Selera Politik Jokowi Adalah PDIP

(Cerminan perilaku khianat dan pasca dipecat eks partainya PDIP)

Selain PDIP punya sejarah teramat penting bagi Jokowi sampai mati, karena fakta historis politik, pernah menjadi simbiosis mutualisme politik dan kekuasaan dalam masa manis dan keemasan untuk Jokowi (2022-2024) namun nano nano bagi PDIP ada masa manis, pahit dan kecut bahkan getir (2022-2024) karena Jas merah sesuai fakta politik kekuasaan yang dideskripsikan oleh publik secara umum, banyak fenomena penegakan hukumnya (law enforcement) nyaris machiavelisme atau metodelogi politik dengan ala suka-suka (politik kekuasaan), karena Jokowi dan rezimnya yang seolah pluralisme dengan politik modern pencitraan yang berjubah populisme, namun kenyataannya sebaliknya, Jokowi sering menggunakan pola penegakan hukum dengan cara persekusi dan kriminalisasi terhadap kelompok lawan politik, termasuk praktek obstruksi dan disobidiensi terhadap kroni yang terpapar korupsi dan gratifikasi, sehingga negara nampak membabi buta menyingkirkan kepastian hukum dan punahkan rasa keadilan masyarakat di era manis Jokowi 2014- bahkan  sampai medio desember 2024 memasuki kabinet merah putih dirasa masih bercorak dengan dimensi politik kekuasan ala Jokowi disertai fenomena “wajah belasan menteri setia sampai mati kepada Jokowi” diantaranya Muhaimin Cs.

Maka perspektif publik tidak juga dinyatakan keliru, Jokowi presiden 2 (dua) periode (2019-2024), kepingin memiliki partai bergambar banteng yang jeroan para karakter individu partainya sudah Jokowi hapal, karena pernah mesra selama kurun satu dekade/ 8-10 tahun, dengan segala kekuasaannya, tentu kontribusi saat itu dirasa nyaman di hati sang presiden dan kroni, selain isme daripada visi dan misi partai PDIP yang nasionalis cenderung sosialis, yang cocok selera dan amat menjiwai Joko Widodo.

Hanya saja gelagat Jokowi untuk menguasai partai tersebut dapat dibaca arahnya oleh Megawati Soekarno Putri, melalui interaksi Jokowi dengan segelintir petinggi di DPP PDIP dan ditandai gelagat manufer ngeyelnya para personal individu partai tersebut, yang anggap Megawati lex generalis, namun justru “lex specialis” terhadap Jokowi” sang presiden petugas partai.

Dan pola manufer para oknum petinggi partai dimaksud terbukti belakangan, setelah ber-kejelasan lalu pelan tapi pasti dibatasi gerakannya melalui surat peringatan, lalu disingkirkan dan akhirnya diberhentikan dan ada yang keluar dengan sendirinya setelah “transparan” membangkang.
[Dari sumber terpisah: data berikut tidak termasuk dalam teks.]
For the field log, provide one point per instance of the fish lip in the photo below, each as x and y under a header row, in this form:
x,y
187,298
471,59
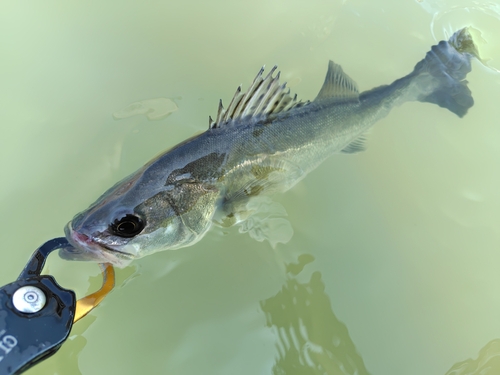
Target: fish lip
x,y
106,253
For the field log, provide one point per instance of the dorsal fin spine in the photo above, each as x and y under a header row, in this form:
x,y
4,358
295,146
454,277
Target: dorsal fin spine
x,y
265,99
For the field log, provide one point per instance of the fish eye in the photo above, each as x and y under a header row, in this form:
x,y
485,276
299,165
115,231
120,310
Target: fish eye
x,y
127,226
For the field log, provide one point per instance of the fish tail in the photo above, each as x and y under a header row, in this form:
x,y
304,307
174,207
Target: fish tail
x,y
440,77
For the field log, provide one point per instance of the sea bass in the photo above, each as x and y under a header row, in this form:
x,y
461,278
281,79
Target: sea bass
x,y
263,143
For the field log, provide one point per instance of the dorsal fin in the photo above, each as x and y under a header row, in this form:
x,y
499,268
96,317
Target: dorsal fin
x,y
338,85
264,99
355,146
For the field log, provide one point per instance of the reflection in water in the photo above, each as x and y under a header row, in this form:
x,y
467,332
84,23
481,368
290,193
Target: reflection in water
x,y
311,340
487,363
154,109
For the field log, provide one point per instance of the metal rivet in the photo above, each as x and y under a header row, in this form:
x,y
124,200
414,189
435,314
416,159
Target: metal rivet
x,y
29,299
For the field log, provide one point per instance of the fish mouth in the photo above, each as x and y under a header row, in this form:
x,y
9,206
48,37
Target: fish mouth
x,y
84,248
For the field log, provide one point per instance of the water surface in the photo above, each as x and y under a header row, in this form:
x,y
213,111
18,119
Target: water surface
x,y
393,265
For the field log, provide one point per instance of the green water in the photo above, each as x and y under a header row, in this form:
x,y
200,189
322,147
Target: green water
x,y
393,265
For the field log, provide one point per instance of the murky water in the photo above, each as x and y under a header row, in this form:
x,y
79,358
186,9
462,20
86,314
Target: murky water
x,y
393,265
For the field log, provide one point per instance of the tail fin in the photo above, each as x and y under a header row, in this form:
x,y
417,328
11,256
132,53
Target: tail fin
x,y
440,77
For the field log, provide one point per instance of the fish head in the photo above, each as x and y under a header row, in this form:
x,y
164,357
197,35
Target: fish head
x,y
136,218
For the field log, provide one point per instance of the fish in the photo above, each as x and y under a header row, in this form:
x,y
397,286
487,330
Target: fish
x,y
263,143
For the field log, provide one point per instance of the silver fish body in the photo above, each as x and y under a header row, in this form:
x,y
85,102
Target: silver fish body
x,y
264,143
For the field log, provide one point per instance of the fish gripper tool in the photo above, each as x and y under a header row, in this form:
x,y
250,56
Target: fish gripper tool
x,y
36,313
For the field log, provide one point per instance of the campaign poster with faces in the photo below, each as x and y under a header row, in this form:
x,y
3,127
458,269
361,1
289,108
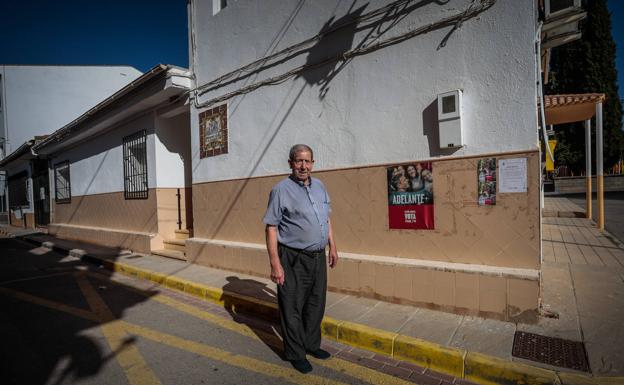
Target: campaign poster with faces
x,y
410,196
486,181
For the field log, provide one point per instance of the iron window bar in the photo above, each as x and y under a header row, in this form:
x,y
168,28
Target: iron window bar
x,y
135,165
62,183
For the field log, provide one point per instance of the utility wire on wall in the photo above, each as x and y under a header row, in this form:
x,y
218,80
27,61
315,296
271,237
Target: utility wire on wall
x,y
455,21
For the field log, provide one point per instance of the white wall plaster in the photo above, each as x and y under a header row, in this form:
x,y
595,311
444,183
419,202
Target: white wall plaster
x,y
378,108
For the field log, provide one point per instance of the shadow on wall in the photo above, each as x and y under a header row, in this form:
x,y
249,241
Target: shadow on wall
x,y
325,61
338,42
331,45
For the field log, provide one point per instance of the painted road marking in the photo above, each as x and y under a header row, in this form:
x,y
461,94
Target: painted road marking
x,y
85,314
36,277
351,369
232,359
129,358
115,333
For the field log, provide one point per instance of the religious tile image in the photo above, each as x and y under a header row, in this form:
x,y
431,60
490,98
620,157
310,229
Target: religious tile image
x,y
213,132
486,181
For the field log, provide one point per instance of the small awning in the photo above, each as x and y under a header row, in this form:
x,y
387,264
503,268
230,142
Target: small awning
x,y
571,108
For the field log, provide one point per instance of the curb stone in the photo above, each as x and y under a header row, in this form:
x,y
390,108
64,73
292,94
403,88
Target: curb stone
x,y
475,367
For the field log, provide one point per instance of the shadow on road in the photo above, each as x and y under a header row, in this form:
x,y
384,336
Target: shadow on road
x,y
238,295
49,326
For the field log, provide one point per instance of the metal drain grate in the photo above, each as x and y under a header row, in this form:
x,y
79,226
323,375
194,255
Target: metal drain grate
x,y
551,351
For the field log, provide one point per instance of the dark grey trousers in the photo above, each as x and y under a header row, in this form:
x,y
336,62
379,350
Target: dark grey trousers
x,y
301,300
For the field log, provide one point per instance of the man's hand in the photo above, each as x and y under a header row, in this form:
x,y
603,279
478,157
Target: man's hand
x,y
332,259
277,273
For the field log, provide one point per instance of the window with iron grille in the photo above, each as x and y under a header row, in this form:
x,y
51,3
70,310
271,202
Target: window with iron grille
x,y
62,184
135,165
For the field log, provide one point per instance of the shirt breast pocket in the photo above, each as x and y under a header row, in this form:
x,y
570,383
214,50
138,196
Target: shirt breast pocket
x,y
326,207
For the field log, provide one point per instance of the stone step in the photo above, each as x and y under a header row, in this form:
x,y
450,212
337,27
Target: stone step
x,y
175,244
176,254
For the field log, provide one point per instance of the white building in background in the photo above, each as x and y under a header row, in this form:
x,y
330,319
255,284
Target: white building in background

Diantaranya Budiman Soedjatmiko, Maruarar Sirait dan Efendi Simbolon.

Para tokoh pembangkang partai ini bakal lebih nekad  transparan dan berani kibarkan “Bendera dengan gerbong Jokowi” dalam internal partai,  andai saja Jokowi direstui mengangkangi konstitusi cukup dua periode sebagai pembatas, namun nafsu syahwat Jokowi tanpa gelap-gelapan kepingin 3 periode non pemilu.

Andai tak dicegah sang maestro Puan/ Tuan Partai PDIP entah kapan bakal berakhir Jokowi menjabat Presiden RI. Bahkan bisa jadi sistim republik bakal menjadi separuh monarki, cukup dengan Keppres, jabatan presiden bisa turun kepada Gibran Bin Jokowi? Jo. Omnibus Law yang overlaping bahkan bakal lebih tinggi dari UUD. 1945 dengan metode “menyipitkerdilkan” sistim konseluensi hierarkis undang-undang dan nafikan eksistensi lembaga penyelenggara negara yang ada, dengan pola disfungsikan MK dan DPR RI dalam praktik, lalu terus omnibus law direvisi sampai menyerupai UU khusus CILAKA-kan bangsa dan negara dengan metode menggigit keras dan menghancurkan siapapun versus politiknya.

Tentang sistim monarki ala Jokow tentu merupakan inkonstitusional, maka kesimpulan pertanyaannya adalah, “pelanggaran apa yang tak mungkin dilakukan oleh sosok berkarakter Jokowi yang seolah humoris, pluralis dan low profile, “namun berselimut utang dosa-dosa politik-hukumnya bak berkas menumpuk tinggi sampai menyentuh plafon ruang arsip?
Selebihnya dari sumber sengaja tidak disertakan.